ビビディ バビディ ブー! 幸せになーれ!〜この愛があなたに届きますように~
「あのっ!」

繋がれた手を振りほどいて迫田さんを見上げると

「ダメだぞ。
これは朋葉にしかできない仕事だからな」

と私の言葉を遮った。

「最初に言っただろ?
これはお前にしか頼めない仕事だと。
いいか、俺のまわりにいる女になんて頼んでみろ。
勘違いされて、弱味につけこまれてそのまま結婚、なんてことになったらどうするんだよ。
この見合いを破談にする意味がない」

「えぇっと…でも別にどうしても私じゃなきゃダメではないかと思うんですけど…。
むしろ私では迫田さんのご両親も納得できないんじゃないですか?」

そうだ。

確か今日屋上庭園で予定されているお見合いは、迫田リゾートの御曹司とここベリーヒルズビレッジと呼ばれているショッピングモールや病院、高層オフィスビルや高級マンション、お金持ちの人たちが集まるこの街を所有している旧財閥のお嬢様がお相手なはずだ。

そんな政略結婚を破談にできるほどのお金も身分も容姿さえも私は持ち合わせてはいない。

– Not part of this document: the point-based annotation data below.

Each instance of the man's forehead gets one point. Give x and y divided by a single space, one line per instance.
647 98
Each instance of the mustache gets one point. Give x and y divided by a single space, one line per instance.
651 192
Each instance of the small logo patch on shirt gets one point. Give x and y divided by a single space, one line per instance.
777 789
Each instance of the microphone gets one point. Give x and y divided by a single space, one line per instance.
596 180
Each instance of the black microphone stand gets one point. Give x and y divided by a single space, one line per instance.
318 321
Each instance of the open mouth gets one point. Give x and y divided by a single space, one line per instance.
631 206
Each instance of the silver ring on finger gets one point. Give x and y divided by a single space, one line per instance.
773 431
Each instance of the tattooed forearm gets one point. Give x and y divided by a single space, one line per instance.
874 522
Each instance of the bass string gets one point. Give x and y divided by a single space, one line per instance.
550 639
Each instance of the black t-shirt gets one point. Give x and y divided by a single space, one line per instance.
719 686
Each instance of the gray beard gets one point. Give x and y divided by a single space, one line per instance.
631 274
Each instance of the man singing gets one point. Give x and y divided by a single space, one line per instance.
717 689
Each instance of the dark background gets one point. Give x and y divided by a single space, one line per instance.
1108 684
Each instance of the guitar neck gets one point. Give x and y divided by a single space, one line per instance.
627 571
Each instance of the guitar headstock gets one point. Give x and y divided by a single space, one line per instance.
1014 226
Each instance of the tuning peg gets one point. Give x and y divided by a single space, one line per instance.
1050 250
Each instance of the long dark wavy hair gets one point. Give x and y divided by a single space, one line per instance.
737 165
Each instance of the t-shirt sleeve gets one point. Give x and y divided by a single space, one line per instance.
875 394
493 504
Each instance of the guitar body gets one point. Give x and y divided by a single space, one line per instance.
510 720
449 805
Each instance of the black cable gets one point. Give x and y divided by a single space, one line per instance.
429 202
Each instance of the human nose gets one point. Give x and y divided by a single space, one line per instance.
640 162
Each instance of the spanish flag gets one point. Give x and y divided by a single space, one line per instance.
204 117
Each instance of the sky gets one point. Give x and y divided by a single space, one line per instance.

迫田さんに庭園の仕事でクレームをつけるって脅されたけど、旧財閥のお嬢様を敵に回す方が私の仕事なくなるんじゃ…。

さぁっと血の気がひき体がカタカタと震えだす。

「そもそも私は両親もいないただの庭師で美人でもないただの一般庶民なんです。

迫田さんの今日のお相手ってベリーヒルズの所有者のお嬢様ですよね?

私、こんなことして嘘ついて破談にしたらそれこそ仕事クビじゃないですか!!

この話はなかったことにしてください!」

迫田さんの顔が苦痛に歪んだのが視界に入ったが、ズキンと痛んだ胸を押さえて私はその場から逃げだした。